I appreciate your helpfulness/cheerfulness/thoughtfulness – Yeah, let’s thank them for not being total douches. They’re supposed to be helpful or thoughtful to you. If they’re not, and you have to stroke their egos when they actually are, then you’re already well on your way to raising screwed up kids.
That shows responsibility/creativity/courage – “Unlike usual, Timmy, when you’re an irresponsible/dull/sissy.”
You worked hard to earn/achieve/complete… – I’m actually good with telling somebody they did a good job, so this one is a keeper.
Great progress! – What does this even mean? Great progress? Hurry up and do what we said so we can put you to bed. Mommy and daddy haven’t touched each other intimately in four months!
I love spending time with you! – I know this shocks you since there’s often a lot of yelling and screaming and door slamming, and I wouldn’t have chosen you were we allowed to pick our own kids, but since you came from my uterus, I have to say I love spending time with you.
You are so special! – Yeah, tell him this while he’s rolling around in a pile of dog excrement after having jumped off the short bus from school. Everybody’s special nowadays. Peanut allergy? Special. Can’t read even though you’re in the sixth grade? Special. Ate all four of your McNuggets before throwing a huge temper tantrum in a crowded dining room because you didn’t like the toy in the Happy Meal? Special.
Nothing you do or say will stop me from loving you – Crapping their pants or peeing in bed when they’re 9 years old is one thing, but if your kid grows up to be a serial killer, you don’t want to be the one on the news saying “well, I kicked him out of the house because he had a terrible drug problem, he used to steal my appliances and wouldn’t ever say please or thank you. I’m sorry about the 24 dead college aged girls, but I still love him.” Some kids grow up to be awful human beings. You don’t have to love them just because you birthed them. You will have to accept the fact that their awfulness is probably mostly your doing though.
I’m sure that I’m not nearly as intelligent as the author of this blog. She is a marriage and family therapist, so presumably, she gets paid a lot of money to do the same thing that bartenders all over the world do for pocket change plus tips, namely, listen to people gripe about their husbands, wives, kids, dog, favorite sports team, etc. while nodding and never really fixing anybody’s problems.
She also earns money as a parent coach.
What is a parent coach, you ask?
From the website:
What is Parent Coaching?
As a parent coach, I walk with you through the struggles and challenges of raising children. We work together to create individualized solutions that will work for your kids and in your family.

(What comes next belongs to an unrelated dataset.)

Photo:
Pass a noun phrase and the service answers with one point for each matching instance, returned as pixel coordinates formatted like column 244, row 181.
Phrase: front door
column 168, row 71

Parent coaching is a relationship focused on helping you feel less stressed and more confident as a parent. It also strives to build strong, respectful relationships between each parent and each child.
What? This sounds like stuff the other parent should be doing!! If not another parent, then liquor can fill that void.
Do you really need to pay somebody to tell you that raising kids is hard? Hey, the sky is blue, too!
If you’re raising kids who are just awful, look at that guy across the table from you sucking down Bud Light Lime and Snyder’s pretzels. Is he awful? If yes, then there you go!
It’s called genetics people. All the positivity in the world can’t fix the fact that sometimes, your kids just suck. You can’t live in the same house with another person all the time and not have conflict. Just because the other person is your kid instead of your friend or boyfriend or husband doesn’t change this fact.
You don’t coddle your husband and ask him if he needs a hug when he pisses you off, you bust his balls over and over until he resents you and turns to drinking to cope.
Treat the kids the same way. Later in life, they’ll appreciate that you treated them like an adult.